Dehghan-Nayeri Nasrin, Rezaei-Tavirani Mostafa, Omrani Mir Davood, Gharehbaghian Ahmad, Goudarzi Pour Kourosh, Eshghi Peyman
Proteomics Research Center, School of Allied Medical Sciences, Shahid Beheshti University of Medical Sciences, Tehran, Iran.
Department of Medical Genetics, School of Medicine, Shahid Beheshti University of Medical Sciences, Tehran, Iran.
J Cell Commun Signal. 2017 Jun;11(2):137-145. doi: 10.1007/s12079-016-0357-3. Epub 2016 Oct 24.
Response to dexamethasone (DEXA), as a hallmark drug in the treatment of childhood acute lymphoblastic leukemia (ALL), is one of the pivotal prognostic factors in the prediction of outcome in ALL. Identification of predictive markers of chemoresistance is beneficial to selecting of the best therapeutic protocol with the lowest effect adverse. Hence, we aimed to find drug targets using the 2DE/MS proteomics study of a DEXA-resistant cell line (REH) as a model for poor DEXA responding patients before and after drug treatment. Using the proteomic methods, three differentially expressed proteins were detected, including voltage dependent anion channel 1 (VDAC1), sorting Nexin 3 (SNX3), and prefoldin subunit 6 (PFDN6). We observed low expression of three proteins after DEXA treatment in REH cells. We subsequently verified low expression of resulted proteins at the mRNA level using the quantitative PCR method. These proteins are promising proteins because of their important roles in drug resistance and regulation of apoptosis (VDAC1), protein trafficking (SNX3), and protein folding (PFDN6). Additionally, mRNA expression level of these proteins was assessed in 17 bone marrow samples from children with newly diagnosed ALL and 7 non-cancerous samples as controls. The results indicated that independent of the molecular subtypes of leukemia, mRNA expression of VDAC1, SNX3, and PFDN6 decreased in ALL samples compared with non-cancerous samples particularly in VDAC1 (p < 0.001). Additionally, mRNA expression of three proteins was also declined in high-risk samples compared with standard risk cases.

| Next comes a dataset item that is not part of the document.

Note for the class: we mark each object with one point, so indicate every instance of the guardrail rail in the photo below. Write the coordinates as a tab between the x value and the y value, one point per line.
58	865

These results demonstrated diagnostic and prognostic value of these proteins in childhood ALL. Furthermore, investigation of protein-protein interaction using STRING database indicated that these proteins involved in the signaling pathway of NR3C1 as dexamethasone target. In conclusion, our proteomic study in DEXA resistant leukemic cells revealed VDAC1, SNX3, and PFDN6 are promising proteins that might serve as potential biomarkers of prognosis and chemotherapy in childhood ALL.
地塞米松(DEXA)作为治疗儿童急性淋巴细胞白血病(ALL)的标志性药物,其反应是ALL预后预测的关键预后因素之一。识别化疗耐药的预测标志物有助于选择疗效最佳且副作用最小的治疗方案。因此,我们旨在通过对DEXA耐药细胞系(REH)进行二维凝胶电泳/质谱(2DE/MS)蛋白质组学研究,以药物治疗前后DEXA反应不佳的患者为模型来寻找药物靶点。采用蛋白质组学方法,检测到三种差异表达蛋白,包括电压依赖性阴离子通道1(VDAC1)、分选连接蛋白3(SNX3)和预折叠蛋白亚基6(PFDN6)。我们观察到DEXA处理后REH细胞中这三种蛋白表达降低。随后,我们使用定量PCR方法在mRNA水平验证了这些蛋白表达降低。这些蛋白具有重要意义,因为它们在耐药性和细胞凋亡调节(VDAC1)、蛋白质转运(SNX3)以及蛋白质折叠(PFDN6)方面发挥重要作用。此外,在17例新诊断ALL儿童的骨髓样本和7例作为对照的非癌样本中评估了这些蛋白的mRNA表达水平。结果表明,与非癌样本相比,ALL样本中VDAC1、SNX3和PFDN6的mRNA表达降低,与白血病分子亚型无关,尤其是VDAC1(p < 0.001)。此外,与标准风险病例相比,高风险样本中这三种蛋白的mRNA表达也下降。这些结果证明了这些蛋白在儿童ALL中的诊断和预后价值。此外,使用STRING数据库对蛋白质 - 蛋白质相互作用的研究表明,这些蛋白参与了作为地塞米松靶点的NR3C1信号通路。总之,我们对DEXA耐药白血病细胞的蛋白质组学研究表明,VDAC1、SNX3和PFDN6是有前景的蛋白,可能作为儿童ALL预后和化疗的潜在生物标志物。